Two-Part Cyanoacrylates are one of the newest breakthrough innovations in the cyanoacrylate adhesive industry. Two-part CAs are two-component, extremely quick fixturing, room-temperature curing adhesives which provide excellent adhesion to a wide variety of substrates. Due to the dual component nature of two-part CAs, these adhesives are slightly more difficult to automate and integrate into production lines then standard CAs. Currently, two-part CAs only are available as gels. Two-part CAs have excellent resistance to moisture and non-polar chemicals.
Two-part CA adhesive systems only are available in dual cartridges with a single-use mix nozzle. One side of the cartridge contains the cyanoacrylate monomer resin and the other side of the cartridge contains a proprietary catalyst which promotes the cure of the adhesive system. Like the epoxies adhesive systems, two-part CAs do exotherm during cure.
Since they are not limited to a moisture cure system, two-part CAs have wide gap filling and curing capabilities, unlike traditional one-part CA adhesives. Two-part CAs have a more rapid speed of cure then one-part CAs and provide enhanced bonding performance on acidic surfaces and in low-humidity curing environments. Two-part CAs also provide high bond strengths on most plastics. Like one-part CAs, in destructive assembly testing often the plastic material fails before the adhesive.
Methyl Methacrylate Adhesives
Methyl Methacrylate (MMA) adhesives are two-component (resin and hardener) structural adhesive systems. MMAs cure at room temperature when the resin and hardener are mixed at the proper ratio.
The resins in MMA systems consist of an elastomer dissolved in acrylic monomers, mixed with peroxides. The elastomers in the adhesive formulation provide MMAs with strength and temperature resistance. The peroxides in the MMA adhesive formulations begin to decompose when exposed to the MMA hardener, or catalyst, creating free radicals and resulting in polymerization. MMA adhesive systems form high-strength structural bonds to plastics, composites and metals.
MMAs are versatile adhesives with a variety of available formulations to meet the needs of a manufacturer. These adhesive materials can handle a high loading of rubber fillers and still maintain exceptional strength properties. Rubber fillers result in a polymer with excellent peel and impact strength. MMAs also are available with glass beads mixed into the formulations, which assist in providing a consistent bondline thickness. MMA adhesive systems are flammable, exothermic, some have a limited cure depth of 0.03 inches and they tend to have a strong odor.

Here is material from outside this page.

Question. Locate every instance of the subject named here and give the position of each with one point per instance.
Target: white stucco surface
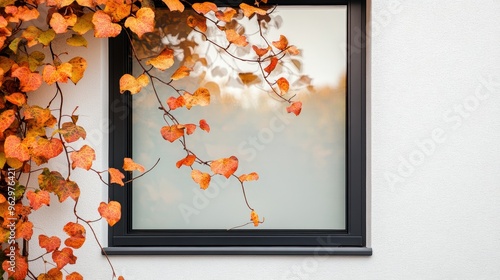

MMA adhesives provide superior adhesion to a wide variety of substrates, exceptional chemical resistance, high peel and impact strength, good gap filling properties and cure speeds ranging from five minutes to one hour. MMA adhesives can develop fixture strength in two minutes and full strength in four to 24 hours. Unlike other adhesive systems, MMAs have the ability to cut through a variety of surface contaminations and provide strong reliable bonds3.
Adhesives rapidly are being introduced into the production world to provide cost and time savings, reduce waste and build better, stronger, more reliable assemblies. When selected properly, adhesives can be used to reliably fasten plastics to a wide variety of substrates. Choosing an adhesive to bond an assembly can be a tricky process. If an adhesive is introduced during, or even after, the design phase of a project, the manufacturing process easily can be streamlined and a higher quality, lower cost assembly can be brought to market.
1. Solar, A PV Management magazine, Issue V 2011, Angle Business Communications, Securing a New Bond, 41, 43, (2011).
2. Plastics Design Library Staff. Handbook of Plastics Joining: A Practical Guide, 160 (1997).
3. Henkel Corporation, The Loctite Design Guide for Bonding Plastics, Volume 6, 6-12, 81 LT-2197A (2011).